Arabidopsis mutants with reduced OEP40 protein display an early flowering phenotype a low temperature conditions. A and B, representative individuals of 64- and 85-day-old-plants of Col-0 wild-type and oep40-1 and oep40-3 homozygous mutant lines grown at 10 °C. C and D, DTB (left) and TLN (right) were recorded in plant lines described in A, B. Plants were grown at 10 °C in C and at 21 °C (day) and 16 °C (night) in D. Bars depict mean numbers ± S.D. of n = 27 individual plants for each line.

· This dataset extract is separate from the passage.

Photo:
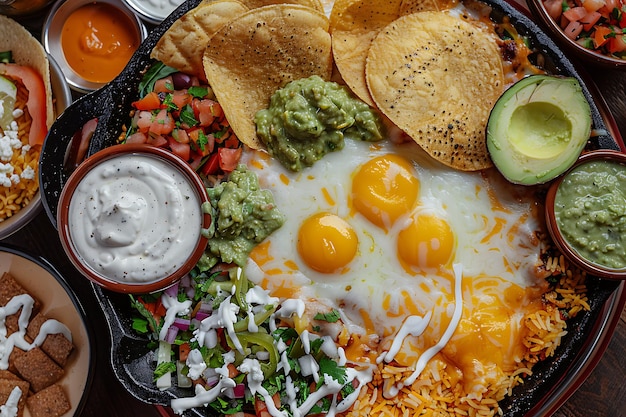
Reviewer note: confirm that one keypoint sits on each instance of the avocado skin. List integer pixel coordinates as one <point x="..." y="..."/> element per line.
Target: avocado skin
<point x="538" y="128"/>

Asterisks indicate significant differences in DTB and TLN in oep40 mutants compared with Col-0 (Student's t test, p < 0.05). Right graphs, black bars represent rosette leaf (RLN) and white bars cauline leaf numbers (CLN). Please note that first flowers of oep40-1 and oep40-3 appeared about 8–9 days earlier than for Col-0 wild type.

FIGURE 7.

Floral transition occurs earlier in oep40 mutant lines compared with wild type. Emergence of floral primordia was visualized by RNA in situ hybridization using a specific LFY probe on longitudinal sections through apices of Col-0 wild type as well as homozygous oep40-1 and oep40-3 mutant lines. The plants were grown under low temperature conditions (10 °C) and harvested every 2nd day over a period of 3 weeks. Representative images of 34–54-day-old plants are shown as indicated. Asterisks indicate the meristem summit.